Monica Lewinsky Walks Off Stage
In this image, television personality Monica Lewinsky poses for photographs during the 89th Academy Awards - Oscars Vanity Fair Party in Beverly Hills, California, Feb. 26, 2017. Reuters/Danny Moloshok

The White House intern turned anti-bullying activist, Monica Lewinsky, said Tuesday she walked off during an interview in Jerusalem after she was asked “off limits” questions regarding former President Bill Clinton.

The incident happened at the Jerusalem Convention Center on Monday as Lewinsky sat down for an interview with Israeli news anchor Yonit Levi after a speech on the perils and positives of the internet. She addressed her experience with bullying and the affair with Clinton during the speech.

“I don’t think I would have felt so isolated if what happened in 1998 happened in 2018,” she said, reported the Jerusalem Post. “By and large I had been alone. Publicly alone. Abandoned most by the main figure in this crisis, who knew me well and intimately.”

After the speech, the interview with the Israeli anchor took place on the same stage. However, when Levi asked Lewinsky about Clinton’s unwillingness to personally apologize for the fallout of their affair during the 1990s, the latter abruptly rose from her seat and walked off the stage.

“Do you still expect that apology? A personal apology?" Levi, an anchor for one of Israel’s top-rated news shows, asked the 45-year-old Lewinsky, to which she said, “I’m so sorry. I’m not going to be able to do this,” and left the stage.

Lewinsky tweeted an explanation of why she chose to walk away from the stage with the caption “so here’s what happened...”

“After a talk today on the perils and positives of the internet, there was to be a 15-minute conversation to follow up on the subject of my speech (not a news interview). There were clear parameters about what we would be discussing and what we would not be. In fact, the exact question the interviewer asked first, she had put to me when we met the day prior. I said that was off limits. When she asked me it on stage, with blatant disregard for our agreement, it became clear to me I had been mislead. I left because it is more important than ever for women to stand up for themselves and not allow others to control their narrative. To the audience: I'm very sorry that this talk had to end this way,” her statement said.

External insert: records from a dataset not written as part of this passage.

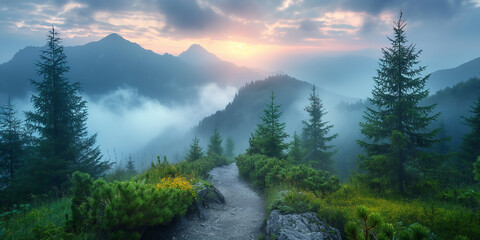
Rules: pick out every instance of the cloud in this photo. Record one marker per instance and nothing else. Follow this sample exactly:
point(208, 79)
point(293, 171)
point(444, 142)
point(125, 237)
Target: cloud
point(126, 121)
point(288, 23)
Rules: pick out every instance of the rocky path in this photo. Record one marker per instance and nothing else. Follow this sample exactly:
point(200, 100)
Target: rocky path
point(239, 218)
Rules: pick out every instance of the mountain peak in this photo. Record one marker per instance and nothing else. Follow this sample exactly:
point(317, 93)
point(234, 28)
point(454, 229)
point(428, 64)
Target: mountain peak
point(113, 38)
point(197, 55)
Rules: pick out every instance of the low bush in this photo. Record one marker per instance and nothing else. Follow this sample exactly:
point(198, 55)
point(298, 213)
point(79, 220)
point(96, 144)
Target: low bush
point(264, 172)
point(122, 210)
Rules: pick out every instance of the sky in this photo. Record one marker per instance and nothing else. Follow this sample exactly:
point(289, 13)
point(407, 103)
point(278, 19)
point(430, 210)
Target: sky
point(251, 33)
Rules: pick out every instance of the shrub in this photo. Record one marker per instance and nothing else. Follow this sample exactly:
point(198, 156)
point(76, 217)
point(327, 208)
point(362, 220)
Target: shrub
point(124, 209)
point(265, 172)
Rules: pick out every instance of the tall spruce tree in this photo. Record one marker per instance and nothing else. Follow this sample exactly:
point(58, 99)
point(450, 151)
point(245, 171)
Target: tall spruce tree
point(315, 134)
point(395, 127)
point(269, 136)
point(215, 145)
point(229, 147)
point(476, 169)
point(59, 119)
point(11, 144)
point(471, 141)
point(196, 151)
point(296, 153)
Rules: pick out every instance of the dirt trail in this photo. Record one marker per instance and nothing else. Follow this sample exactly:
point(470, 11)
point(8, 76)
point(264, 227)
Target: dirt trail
point(239, 218)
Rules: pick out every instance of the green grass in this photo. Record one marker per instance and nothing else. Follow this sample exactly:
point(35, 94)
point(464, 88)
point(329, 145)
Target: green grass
point(447, 220)
point(19, 223)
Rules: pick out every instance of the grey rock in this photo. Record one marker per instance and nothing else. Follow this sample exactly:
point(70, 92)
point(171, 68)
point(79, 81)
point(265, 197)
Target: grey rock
point(299, 227)
point(208, 196)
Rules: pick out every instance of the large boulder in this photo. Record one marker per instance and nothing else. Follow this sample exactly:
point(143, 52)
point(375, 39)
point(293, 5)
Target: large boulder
point(299, 227)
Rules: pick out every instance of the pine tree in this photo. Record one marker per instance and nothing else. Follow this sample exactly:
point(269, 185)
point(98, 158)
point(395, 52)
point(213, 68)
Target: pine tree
point(476, 169)
point(315, 134)
point(471, 141)
point(395, 127)
point(196, 152)
point(215, 146)
point(229, 147)
point(130, 166)
point(11, 143)
point(59, 119)
point(270, 135)
point(296, 154)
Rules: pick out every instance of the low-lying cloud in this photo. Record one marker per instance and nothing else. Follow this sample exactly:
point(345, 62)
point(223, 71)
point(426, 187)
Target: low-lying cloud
point(126, 121)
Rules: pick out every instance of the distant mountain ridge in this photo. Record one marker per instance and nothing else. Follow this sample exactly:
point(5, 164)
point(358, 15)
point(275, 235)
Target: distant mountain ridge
point(449, 77)
point(239, 118)
point(114, 62)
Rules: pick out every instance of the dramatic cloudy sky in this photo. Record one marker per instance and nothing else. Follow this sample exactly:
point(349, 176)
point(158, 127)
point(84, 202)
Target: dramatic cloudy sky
point(250, 32)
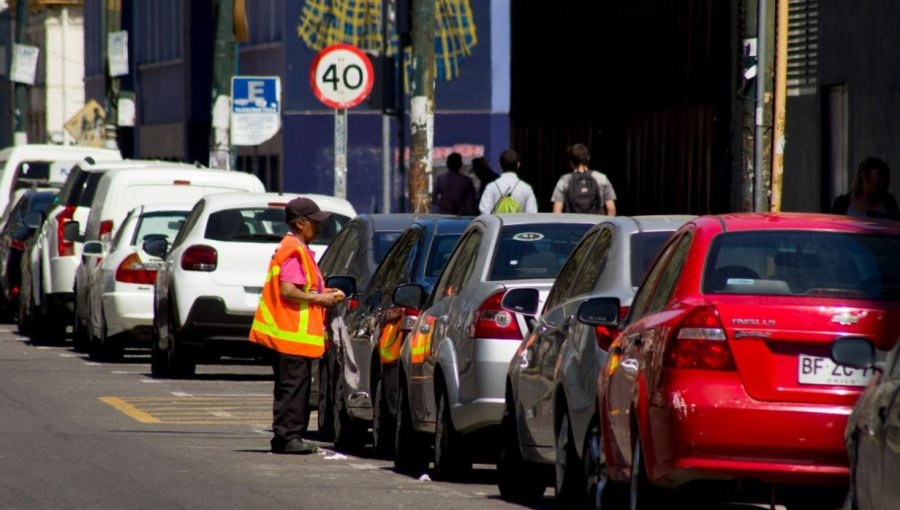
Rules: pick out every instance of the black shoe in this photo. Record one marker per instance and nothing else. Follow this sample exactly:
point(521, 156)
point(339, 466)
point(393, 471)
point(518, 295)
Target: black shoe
point(299, 447)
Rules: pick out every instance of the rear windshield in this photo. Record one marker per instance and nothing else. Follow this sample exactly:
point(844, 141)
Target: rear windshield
point(382, 242)
point(534, 251)
point(255, 224)
point(165, 223)
point(644, 248)
point(441, 248)
point(795, 263)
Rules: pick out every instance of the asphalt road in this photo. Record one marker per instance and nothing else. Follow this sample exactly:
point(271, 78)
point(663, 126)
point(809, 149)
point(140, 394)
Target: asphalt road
point(76, 434)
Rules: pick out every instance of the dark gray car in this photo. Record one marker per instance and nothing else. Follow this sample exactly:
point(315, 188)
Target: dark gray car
point(551, 394)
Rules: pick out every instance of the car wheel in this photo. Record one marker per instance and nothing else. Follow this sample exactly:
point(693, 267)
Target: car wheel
point(570, 486)
point(347, 431)
point(81, 335)
point(326, 401)
point(410, 446)
point(642, 494)
point(383, 425)
point(519, 481)
point(450, 456)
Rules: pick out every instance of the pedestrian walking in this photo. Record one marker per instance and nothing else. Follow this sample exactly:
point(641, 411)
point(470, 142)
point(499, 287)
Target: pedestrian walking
point(869, 195)
point(583, 190)
point(290, 320)
point(454, 193)
point(508, 193)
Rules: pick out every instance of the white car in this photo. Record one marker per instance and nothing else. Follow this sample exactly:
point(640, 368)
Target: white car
point(55, 259)
point(121, 307)
point(207, 290)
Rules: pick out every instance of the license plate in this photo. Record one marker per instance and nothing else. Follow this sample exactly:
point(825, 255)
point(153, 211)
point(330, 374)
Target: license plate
point(816, 370)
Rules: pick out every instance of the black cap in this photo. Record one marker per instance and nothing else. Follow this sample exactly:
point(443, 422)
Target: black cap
point(304, 208)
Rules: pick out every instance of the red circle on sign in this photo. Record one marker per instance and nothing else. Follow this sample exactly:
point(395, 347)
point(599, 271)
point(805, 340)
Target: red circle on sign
point(341, 76)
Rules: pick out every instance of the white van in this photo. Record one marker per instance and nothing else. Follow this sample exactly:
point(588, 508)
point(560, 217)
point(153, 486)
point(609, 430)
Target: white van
point(119, 191)
point(20, 165)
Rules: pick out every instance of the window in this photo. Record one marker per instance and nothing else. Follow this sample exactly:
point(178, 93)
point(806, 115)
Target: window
point(804, 263)
point(566, 278)
point(536, 251)
point(644, 248)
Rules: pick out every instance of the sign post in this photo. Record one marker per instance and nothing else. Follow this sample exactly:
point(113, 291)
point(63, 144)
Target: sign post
point(341, 77)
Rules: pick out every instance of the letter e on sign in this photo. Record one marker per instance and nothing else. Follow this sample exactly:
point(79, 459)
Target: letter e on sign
point(341, 76)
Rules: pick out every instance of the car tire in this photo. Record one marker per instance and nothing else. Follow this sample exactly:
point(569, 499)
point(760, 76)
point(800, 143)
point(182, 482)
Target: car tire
point(519, 481)
point(642, 494)
point(325, 404)
point(348, 433)
point(81, 335)
point(451, 461)
point(570, 484)
point(383, 422)
point(410, 446)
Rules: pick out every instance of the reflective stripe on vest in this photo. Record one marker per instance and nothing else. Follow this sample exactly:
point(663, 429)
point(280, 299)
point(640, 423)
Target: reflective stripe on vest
point(287, 326)
point(389, 343)
point(420, 345)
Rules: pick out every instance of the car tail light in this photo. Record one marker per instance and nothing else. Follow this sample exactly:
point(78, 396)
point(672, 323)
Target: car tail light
point(133, 270)
point(63, 247)
point(699, 342)
point(105, 230)
point(492, 321)
point(200, 258)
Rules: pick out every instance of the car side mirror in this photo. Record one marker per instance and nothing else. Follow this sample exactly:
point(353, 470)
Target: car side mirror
point(599, 312)
point(409, 295)
point(853, 352)
point(33, 219)
point(156, 245)
point(71, 231)
point(347, 284)
point(523, 300)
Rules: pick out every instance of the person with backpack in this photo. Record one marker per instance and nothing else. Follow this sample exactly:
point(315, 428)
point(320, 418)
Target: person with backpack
point(508, 193)
point(583, 190)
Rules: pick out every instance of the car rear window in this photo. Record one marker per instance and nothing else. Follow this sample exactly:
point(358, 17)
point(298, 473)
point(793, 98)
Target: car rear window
point(644, 248)
point(534, 251)
point(254, 224)
point(441, 248)
point(382, 242)
point(798, 263)
point(166, 223)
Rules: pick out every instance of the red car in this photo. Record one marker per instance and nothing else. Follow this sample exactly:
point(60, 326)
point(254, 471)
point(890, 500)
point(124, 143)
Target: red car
point(722, 371)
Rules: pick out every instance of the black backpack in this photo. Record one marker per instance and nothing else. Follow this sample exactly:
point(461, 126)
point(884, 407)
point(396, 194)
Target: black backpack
point(583, 194)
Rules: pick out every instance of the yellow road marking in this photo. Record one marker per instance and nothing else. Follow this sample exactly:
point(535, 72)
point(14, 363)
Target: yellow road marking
point(130, 410)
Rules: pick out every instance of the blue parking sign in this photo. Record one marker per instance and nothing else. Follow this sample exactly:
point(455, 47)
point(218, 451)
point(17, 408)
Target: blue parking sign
point(255, 94)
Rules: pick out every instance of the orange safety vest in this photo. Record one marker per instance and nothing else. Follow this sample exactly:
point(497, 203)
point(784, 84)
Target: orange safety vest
point(287, 326)
point(389, 342)
point(420, 345)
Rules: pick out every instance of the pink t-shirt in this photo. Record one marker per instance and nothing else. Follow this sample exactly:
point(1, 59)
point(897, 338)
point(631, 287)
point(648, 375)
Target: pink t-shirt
point(292, 271)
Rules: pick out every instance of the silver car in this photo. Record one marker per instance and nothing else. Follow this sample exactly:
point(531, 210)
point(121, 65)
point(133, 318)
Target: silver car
point(551, 388)
point(453, 367)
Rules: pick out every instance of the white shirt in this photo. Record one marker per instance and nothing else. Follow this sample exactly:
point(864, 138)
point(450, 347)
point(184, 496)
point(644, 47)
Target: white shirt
point(521, 193)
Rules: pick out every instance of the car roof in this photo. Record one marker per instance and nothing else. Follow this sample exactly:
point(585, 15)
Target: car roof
point(800, 221)
point(243, 199)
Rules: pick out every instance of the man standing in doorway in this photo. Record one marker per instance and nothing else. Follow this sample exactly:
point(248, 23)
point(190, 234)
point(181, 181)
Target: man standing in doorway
point(508, 188)
point(583, 190)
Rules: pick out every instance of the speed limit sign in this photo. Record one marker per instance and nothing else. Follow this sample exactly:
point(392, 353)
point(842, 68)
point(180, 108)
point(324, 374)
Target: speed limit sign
point(341, 76)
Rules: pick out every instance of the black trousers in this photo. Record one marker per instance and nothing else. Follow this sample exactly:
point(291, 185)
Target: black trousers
point(290, 410)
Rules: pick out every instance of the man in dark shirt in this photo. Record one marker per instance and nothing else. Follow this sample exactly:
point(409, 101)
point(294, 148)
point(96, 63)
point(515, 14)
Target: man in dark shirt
point(454, 193)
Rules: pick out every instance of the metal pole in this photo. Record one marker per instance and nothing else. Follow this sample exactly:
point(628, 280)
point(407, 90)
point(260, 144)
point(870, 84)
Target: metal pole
point(759, 196)
point(780, 100)
point(421, 111)
point(223, 69)
point(21, 112)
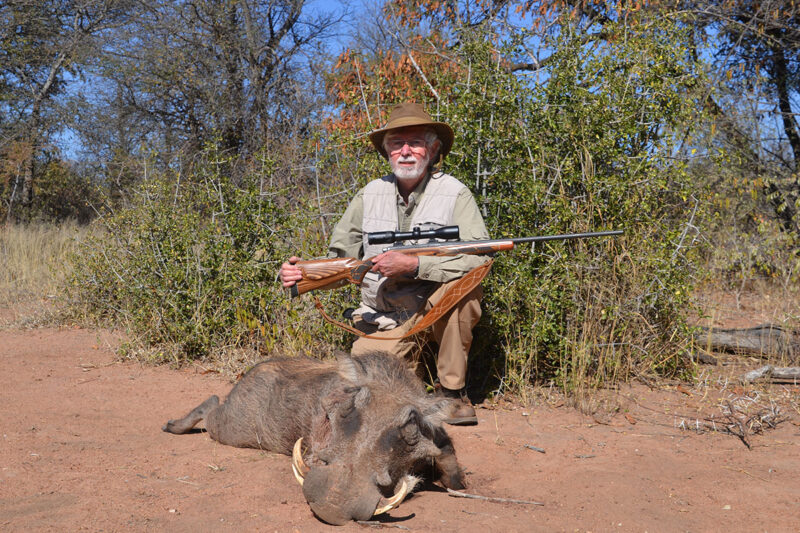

The Israeli News Company, under which Levi worked, said the anchor tried his best to abide by all agreements made with Lewinsky.

"The question asked was legitimate, worthy and respectful and in no way deviated from Ms. Lewinsky's request," company spokesman Alon Shani said.

In an NBC interview in June, Clinton talked about the affair, which kicked off an investigation into the then president and finally led to his impeachment. He said he did not feel like he owed Lewinsky a personal apology as he had already apologized publically many times.

“No. I have never talked to her, but I did say publicly on more than one occasion that I was sorry,” Clinton told NBC News.

Lewinsky was away from the public sphere for years till earlier this year. Re-emerging as a public speaker and an activist who stood against bullying, she talked about the affair in March. She said the relationship was not sexual assault, but "constituted a gross abuse of power," reported CBS News.